Representative Biasucci introduced the bill and described a case where a defendant deemed dangerous and incompetent could not be kept or treated because appropriate secure beds did not exist. Sponsor testimony framed the measure as an emergency response to avoid releasing people back into communities when restoration-of-competency treatment is needed.

Senator Angus and the amendment’s authors said the committee’s change removes an explicit out‑of‑state contracting mandate and, until 12/31/2031, allows the Arizona State Hospital (ASH) forensic campus to accept up to three defendants meeting the bill’s narrow criteria. "This is a beginning and an emergency stopgap program we put together," Angus said, urging further work with the governor’s office on funding and a floor amendment.

County officials and prosecutors supported urgent action but objected to language they said could shift costs to counties. "Let the counties decide," Mohave County prosecutor James Shaba said, explaining that counties have shouldered placement burdens in the absence of state capacity.
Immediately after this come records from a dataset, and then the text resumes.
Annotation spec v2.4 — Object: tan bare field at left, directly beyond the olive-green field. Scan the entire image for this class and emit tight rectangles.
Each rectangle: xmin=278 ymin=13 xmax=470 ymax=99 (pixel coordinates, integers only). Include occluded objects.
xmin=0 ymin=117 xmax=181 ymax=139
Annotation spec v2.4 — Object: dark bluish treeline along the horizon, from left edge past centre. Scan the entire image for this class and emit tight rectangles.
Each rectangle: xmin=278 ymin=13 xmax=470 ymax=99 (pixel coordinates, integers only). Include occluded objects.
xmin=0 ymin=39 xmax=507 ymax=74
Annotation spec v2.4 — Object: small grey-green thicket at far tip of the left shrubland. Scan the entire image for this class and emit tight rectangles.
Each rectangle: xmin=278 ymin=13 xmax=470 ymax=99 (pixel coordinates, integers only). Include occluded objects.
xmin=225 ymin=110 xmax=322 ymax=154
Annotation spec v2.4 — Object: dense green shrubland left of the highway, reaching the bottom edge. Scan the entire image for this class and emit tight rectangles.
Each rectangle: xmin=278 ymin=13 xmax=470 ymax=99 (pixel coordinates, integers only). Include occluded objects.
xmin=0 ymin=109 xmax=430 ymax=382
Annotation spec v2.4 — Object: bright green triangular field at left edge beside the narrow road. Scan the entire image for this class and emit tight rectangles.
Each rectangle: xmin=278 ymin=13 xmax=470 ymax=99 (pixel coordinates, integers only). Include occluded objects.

Jacob Ebony of the County Supervisors Association warned the amendment could effectively require counties to pay costs the state historically covered.
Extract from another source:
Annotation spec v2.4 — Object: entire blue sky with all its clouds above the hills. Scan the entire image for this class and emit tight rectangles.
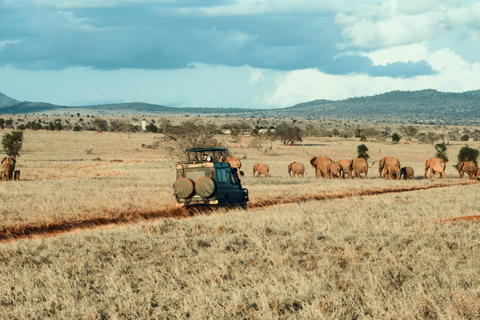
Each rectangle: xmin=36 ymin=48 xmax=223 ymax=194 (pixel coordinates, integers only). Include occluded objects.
xmin=0 ymin=0 xmax=480 ymax=108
Carly Fleage, legislative liaison for the Arizona Department of Health Services, told the committee ASH lacks capacity for a new long‑term patient population and that the amendment attempts to minimize state hospital risk by limiting the number of placements and keeping psychiatric treatment costs with the state hospital while deferring potentially nonpsychiatric medical costs to counties in limited circumstances.
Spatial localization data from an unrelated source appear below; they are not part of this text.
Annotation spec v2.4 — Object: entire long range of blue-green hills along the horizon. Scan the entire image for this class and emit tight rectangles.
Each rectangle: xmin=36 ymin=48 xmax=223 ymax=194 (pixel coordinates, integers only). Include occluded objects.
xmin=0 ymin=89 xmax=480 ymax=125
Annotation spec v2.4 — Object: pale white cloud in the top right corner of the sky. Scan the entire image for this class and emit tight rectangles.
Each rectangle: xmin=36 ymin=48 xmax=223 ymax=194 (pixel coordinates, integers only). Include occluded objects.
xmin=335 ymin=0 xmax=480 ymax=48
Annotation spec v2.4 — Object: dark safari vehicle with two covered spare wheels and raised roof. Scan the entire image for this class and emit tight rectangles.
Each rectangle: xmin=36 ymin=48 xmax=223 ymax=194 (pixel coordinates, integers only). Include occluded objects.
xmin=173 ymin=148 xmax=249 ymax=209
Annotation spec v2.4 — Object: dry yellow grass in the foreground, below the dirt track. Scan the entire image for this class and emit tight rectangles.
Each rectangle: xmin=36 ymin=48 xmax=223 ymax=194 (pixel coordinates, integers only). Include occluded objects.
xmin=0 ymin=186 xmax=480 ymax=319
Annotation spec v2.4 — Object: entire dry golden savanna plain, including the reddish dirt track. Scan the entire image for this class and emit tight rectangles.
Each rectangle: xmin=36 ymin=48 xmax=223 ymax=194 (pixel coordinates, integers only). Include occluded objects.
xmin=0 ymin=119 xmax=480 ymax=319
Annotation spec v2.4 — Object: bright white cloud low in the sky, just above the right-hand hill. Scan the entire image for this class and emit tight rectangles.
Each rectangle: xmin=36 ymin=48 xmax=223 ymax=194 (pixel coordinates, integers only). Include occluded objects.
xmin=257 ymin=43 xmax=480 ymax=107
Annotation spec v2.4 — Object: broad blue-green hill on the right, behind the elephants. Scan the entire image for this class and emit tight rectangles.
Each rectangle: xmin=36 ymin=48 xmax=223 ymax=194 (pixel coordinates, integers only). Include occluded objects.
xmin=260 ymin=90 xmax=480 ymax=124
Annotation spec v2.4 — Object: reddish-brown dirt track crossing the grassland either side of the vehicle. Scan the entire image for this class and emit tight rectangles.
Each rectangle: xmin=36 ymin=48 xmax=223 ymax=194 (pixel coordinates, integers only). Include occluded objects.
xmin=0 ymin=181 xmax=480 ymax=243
Committee members recorded a 4–3 vote to advance the bill as amended. Supporters characterized the amendment as a temporary, five‑year measure with a legislative study committee tasked to plan secure state facilities and funding; opponents said the change left unresolved questions about fiscal responsibility and eligibility criteria.

What’s next: HB2307 will move forward to additional floor consideration where members expect further amendments and negotiations over state funding and county participation.